Kexec Handover Concepts¶
Kexec HandOver (KHO) is a mechanism that allows Linux to preserve state - arbitrary properties as well as memory locations - across kexec.
It introduces multiple concepts:
KHO Device Tree¶
Every KHO kexec carries a KHO specific flattened device tree blob that describes the state of the system. Device drivers can register to KHO to serialize their state before kexec. After KHO, device drivers can read the device tree and extract previous state.
KHO only uses the fdt container format and libfdt library, but does not
adhere to the same property semantics that normal device trees do: Properties
are passed in native endianness and standardized properties like regs
and
ranges
do not exist, hence there are no #...-cells
properties.
KHO introduces a new concept to its device tree: mem
properties.
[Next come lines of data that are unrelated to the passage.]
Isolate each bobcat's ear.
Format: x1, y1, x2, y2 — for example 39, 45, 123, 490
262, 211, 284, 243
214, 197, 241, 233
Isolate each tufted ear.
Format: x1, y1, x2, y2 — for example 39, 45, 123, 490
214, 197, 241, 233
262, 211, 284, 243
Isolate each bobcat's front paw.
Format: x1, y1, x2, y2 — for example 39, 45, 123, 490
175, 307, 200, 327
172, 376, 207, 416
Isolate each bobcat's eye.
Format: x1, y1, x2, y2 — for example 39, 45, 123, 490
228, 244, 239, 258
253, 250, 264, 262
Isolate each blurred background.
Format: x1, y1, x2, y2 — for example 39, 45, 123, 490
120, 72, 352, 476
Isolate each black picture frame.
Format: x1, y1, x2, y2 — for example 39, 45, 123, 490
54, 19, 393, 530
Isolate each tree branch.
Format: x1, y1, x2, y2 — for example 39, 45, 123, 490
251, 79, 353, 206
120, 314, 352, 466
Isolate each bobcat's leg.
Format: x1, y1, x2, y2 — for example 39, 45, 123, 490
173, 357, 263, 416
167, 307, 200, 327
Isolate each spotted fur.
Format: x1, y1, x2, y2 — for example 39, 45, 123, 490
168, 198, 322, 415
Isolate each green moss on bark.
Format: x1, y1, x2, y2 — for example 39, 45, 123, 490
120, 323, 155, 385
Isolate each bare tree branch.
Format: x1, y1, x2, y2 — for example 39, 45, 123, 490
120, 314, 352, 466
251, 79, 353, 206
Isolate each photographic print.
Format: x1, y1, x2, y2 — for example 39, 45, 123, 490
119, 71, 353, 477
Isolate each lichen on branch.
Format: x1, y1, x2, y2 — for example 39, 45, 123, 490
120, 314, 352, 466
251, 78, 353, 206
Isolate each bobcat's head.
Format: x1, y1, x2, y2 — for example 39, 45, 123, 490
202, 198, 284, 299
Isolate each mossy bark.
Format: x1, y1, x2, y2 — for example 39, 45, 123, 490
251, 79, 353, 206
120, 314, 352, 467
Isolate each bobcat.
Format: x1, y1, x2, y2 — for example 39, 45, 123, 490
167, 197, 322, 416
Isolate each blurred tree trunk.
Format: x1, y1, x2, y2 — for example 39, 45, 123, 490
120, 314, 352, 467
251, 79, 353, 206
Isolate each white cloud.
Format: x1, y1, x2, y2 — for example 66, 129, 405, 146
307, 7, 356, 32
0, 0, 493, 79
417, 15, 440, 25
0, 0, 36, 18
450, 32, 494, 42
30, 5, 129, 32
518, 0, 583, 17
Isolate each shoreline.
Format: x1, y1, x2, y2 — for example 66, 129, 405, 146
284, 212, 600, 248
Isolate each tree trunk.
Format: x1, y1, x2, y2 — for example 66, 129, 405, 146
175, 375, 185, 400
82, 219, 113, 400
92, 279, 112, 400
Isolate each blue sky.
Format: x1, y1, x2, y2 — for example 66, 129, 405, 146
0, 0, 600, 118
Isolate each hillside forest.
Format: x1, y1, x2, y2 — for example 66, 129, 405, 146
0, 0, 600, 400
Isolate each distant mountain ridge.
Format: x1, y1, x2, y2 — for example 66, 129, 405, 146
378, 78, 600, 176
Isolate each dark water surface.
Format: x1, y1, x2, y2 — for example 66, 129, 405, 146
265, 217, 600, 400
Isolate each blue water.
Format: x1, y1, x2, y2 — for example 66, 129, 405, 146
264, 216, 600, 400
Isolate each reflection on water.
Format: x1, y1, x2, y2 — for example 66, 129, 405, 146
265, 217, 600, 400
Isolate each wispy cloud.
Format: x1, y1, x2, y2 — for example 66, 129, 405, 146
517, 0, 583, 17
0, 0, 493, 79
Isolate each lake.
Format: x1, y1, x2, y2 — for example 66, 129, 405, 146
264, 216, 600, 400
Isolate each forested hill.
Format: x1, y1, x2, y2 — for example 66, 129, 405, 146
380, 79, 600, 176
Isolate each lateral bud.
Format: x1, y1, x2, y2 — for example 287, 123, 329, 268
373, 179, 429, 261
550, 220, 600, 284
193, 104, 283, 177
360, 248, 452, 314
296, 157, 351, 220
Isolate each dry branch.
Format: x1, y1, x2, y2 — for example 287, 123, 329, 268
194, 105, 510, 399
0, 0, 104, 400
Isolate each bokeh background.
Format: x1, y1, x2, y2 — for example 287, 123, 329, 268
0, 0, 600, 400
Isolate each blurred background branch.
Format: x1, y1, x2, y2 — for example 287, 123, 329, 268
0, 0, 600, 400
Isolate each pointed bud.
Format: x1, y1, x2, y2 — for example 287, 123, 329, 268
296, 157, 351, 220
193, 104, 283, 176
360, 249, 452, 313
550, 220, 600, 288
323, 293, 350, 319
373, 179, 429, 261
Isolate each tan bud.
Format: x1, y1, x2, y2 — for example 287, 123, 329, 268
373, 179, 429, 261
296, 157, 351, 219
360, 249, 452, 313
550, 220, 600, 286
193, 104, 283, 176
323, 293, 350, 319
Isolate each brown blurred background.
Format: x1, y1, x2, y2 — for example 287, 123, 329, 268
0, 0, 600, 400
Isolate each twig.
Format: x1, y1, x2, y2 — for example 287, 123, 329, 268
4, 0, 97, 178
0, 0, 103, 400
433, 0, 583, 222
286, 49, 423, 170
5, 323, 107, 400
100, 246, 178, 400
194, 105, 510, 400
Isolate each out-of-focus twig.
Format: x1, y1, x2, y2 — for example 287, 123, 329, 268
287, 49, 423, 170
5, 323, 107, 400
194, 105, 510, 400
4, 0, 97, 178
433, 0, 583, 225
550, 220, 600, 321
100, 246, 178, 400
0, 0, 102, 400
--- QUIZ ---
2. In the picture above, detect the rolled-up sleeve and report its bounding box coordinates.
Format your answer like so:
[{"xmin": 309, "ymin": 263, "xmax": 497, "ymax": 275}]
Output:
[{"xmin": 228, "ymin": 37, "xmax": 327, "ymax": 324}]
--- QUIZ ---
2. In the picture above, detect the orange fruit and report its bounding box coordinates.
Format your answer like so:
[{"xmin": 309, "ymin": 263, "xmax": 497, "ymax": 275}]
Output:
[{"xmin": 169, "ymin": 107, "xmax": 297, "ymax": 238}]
A
mem
property can be inside any subnode in the device tree. When present,
it contains an array of physical memory ranges that the new kernel must mark
as reserved on boot. It is recommended, but not required, to make these ranges
as physically contiguous as possible to reduce the number of array elements
struct kho_mem {
__u64 addr;
__u64 len;
};
After boot, drivers can call the kho subsystem to transfer ownership of memory
that was reserved via a mem
property to themselves to continue using memory
from the previous execution.
The KHO device tree follows the in-Linux schema requirements. Any element in the device tree is documented via device tree schema yamls that explain what data gets transferred.
Scratch Regions¶
To boot into kexec, we need to have a physically contiguous memory range that contains no handed over memory. Kexec then places the target kernel and initrd into that region. The new kernel exclusively uses this region for memory allocations before during boot up to the initialization of the page allocator.
We guarantee that we always have such regions through the scratch regions: On
first boot KHO allocates several physically contiguous memory regions. Since
after kexec these regions will be used by early memory allocations, there is a
scratch region per NUMA node plus a scratch region to satisfy allocations
requests that do not require particilar NUMA node assignment.
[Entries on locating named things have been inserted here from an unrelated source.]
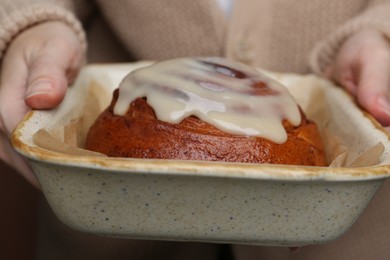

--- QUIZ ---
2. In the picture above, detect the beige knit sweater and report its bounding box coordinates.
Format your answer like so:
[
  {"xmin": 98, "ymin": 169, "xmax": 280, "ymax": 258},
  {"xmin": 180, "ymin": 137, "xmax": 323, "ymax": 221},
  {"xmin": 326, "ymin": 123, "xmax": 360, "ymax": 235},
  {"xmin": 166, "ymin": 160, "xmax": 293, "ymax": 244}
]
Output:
[{"xmin": 0, "ymin": 0, "xmax": 390, "ymax": 73}]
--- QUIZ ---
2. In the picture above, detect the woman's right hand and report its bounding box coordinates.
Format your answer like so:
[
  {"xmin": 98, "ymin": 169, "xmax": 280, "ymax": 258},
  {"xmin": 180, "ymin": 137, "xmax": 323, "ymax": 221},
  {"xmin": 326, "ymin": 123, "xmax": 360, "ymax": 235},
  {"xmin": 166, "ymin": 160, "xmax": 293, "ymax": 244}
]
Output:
[{"xmin": 0, "ymin": 21, "xmax": 85, "ymax": 187}]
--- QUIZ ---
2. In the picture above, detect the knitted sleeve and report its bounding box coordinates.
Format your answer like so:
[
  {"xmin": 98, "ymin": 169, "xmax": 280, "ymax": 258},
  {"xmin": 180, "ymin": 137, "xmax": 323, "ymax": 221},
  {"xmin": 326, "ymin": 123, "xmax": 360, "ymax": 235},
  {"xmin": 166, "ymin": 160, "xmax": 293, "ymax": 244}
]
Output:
[
  {"xmin": 310, "ymin": 1, "xmax": 390, "ymax": 75},
  {"xmin": 0, "ymin": 0, "xmax": 86, "ymax": 59}
]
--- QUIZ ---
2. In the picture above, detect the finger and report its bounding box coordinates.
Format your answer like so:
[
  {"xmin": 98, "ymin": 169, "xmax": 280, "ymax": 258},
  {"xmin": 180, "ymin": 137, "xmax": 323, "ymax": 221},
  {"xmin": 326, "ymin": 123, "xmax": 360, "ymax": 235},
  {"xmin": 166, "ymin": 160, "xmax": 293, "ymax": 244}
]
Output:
[
  {"xmin": 356, "ymin": 52, "xmax": 390, "ymax": 126},
  {"xmin": 325, "ymin": 59, "xmax": 357, "ymax": 96},
  {"xmin": 0, "ymin": 53, "xmax": 29, "ymax": 135},
  {"xmin": 25, "ymin": 38, "xmax": 80, "ymax": 109}
]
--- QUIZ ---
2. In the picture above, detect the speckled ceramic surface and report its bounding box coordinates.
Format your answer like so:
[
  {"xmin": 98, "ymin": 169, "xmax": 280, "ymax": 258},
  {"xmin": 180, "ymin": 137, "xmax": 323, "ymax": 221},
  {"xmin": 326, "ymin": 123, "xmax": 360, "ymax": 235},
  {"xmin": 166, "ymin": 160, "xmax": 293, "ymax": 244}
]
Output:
[{"xmin": 12, "ymin": 62, "xmax": 390, "ymax": 246}]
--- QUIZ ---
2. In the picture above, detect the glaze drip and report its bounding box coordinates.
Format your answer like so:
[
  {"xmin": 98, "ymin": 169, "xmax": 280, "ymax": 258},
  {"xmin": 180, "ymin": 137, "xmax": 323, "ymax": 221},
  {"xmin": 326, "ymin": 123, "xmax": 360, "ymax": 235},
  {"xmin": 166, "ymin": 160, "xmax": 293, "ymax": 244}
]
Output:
[{"xmin": 114, "ymin": 57, "xmax": 301, "ymax": 143}]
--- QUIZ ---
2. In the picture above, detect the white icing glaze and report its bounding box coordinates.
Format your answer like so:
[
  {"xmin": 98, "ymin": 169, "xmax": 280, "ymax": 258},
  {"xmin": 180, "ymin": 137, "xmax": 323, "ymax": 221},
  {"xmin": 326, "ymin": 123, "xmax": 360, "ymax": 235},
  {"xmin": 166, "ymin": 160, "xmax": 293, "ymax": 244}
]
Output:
[{"xmin": 114, "ymin": 57, "xmax": 301, "ymax": 143}]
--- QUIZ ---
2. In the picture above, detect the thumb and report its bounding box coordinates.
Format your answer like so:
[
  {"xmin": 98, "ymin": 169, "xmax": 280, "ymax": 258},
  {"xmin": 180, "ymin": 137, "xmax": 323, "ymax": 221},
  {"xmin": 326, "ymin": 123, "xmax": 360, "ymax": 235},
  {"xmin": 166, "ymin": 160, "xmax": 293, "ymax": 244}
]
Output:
[
  {"xmin": 356, "ymin": 52, "xmax": 390, "ymax": 126},
  {"xmin": 25, "ymin": 42, "xmax": 82, "ymax": 109}
]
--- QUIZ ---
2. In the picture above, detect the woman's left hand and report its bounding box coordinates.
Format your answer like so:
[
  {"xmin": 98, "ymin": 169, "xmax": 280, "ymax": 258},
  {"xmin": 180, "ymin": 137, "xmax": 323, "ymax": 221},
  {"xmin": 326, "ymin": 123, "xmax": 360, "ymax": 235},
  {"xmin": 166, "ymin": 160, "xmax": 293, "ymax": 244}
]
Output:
[{"xmin": 326, "ymin": 29, "xmax": 390, "ymax": 126}]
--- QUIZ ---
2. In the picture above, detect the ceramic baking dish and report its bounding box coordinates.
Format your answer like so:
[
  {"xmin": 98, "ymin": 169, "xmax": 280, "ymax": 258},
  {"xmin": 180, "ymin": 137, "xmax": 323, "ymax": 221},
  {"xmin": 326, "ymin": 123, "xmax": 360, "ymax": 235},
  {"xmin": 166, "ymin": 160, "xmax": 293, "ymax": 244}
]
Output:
[{"xmin": 12, "ymin": 62, "xmax": 390, "ymax": 246}]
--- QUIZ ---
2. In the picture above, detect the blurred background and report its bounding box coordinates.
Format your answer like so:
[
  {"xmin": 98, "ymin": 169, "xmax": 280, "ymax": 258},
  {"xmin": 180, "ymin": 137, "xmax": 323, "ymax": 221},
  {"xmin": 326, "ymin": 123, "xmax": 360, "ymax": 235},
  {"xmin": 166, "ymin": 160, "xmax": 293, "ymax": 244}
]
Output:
[{"xmin": 0, "ymin": 161, "xmax": 41, "ymax": 260}]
By default, size of the scratch region is calculated based on amount of memory
allocated during boot. The kho_scratch
kernel command line option may be used to explicitly define size of the scratch regions.
The scratch regions are declared as CMA when page allocator is initialized so
that their memory can be used during system lifetime. CMA gives us the
guarantee that no handover pages land in that region, because handover pages
must be at a static physical memory location and CMA enforces that only
movable pages can be located inside.
After KHO kexec, we ignore the kho_scratch
kernel command line option and
instead reuse the exact same region that was originally allocated. This allows
us to recursively execute any amount of KHO kexecs. Because we used this region
for boot memory allocations and as target memory for kexec blobs, some parts
of that memory region may be reserved. These reservations are irrenevant for
the next KHO, because kexec can overwrite even the original kernel.
KHO active phase¶
To enable user space based kexec file loader, the kernel needs to be able to provide the device tree that describes the previous kernel’s state before performing the actual kexec. The process of generating that device tree is called serialization. When the device tree is generated, some properties of the system may become immutable because they are already written down in the device tree. That state is called the KHO active phase.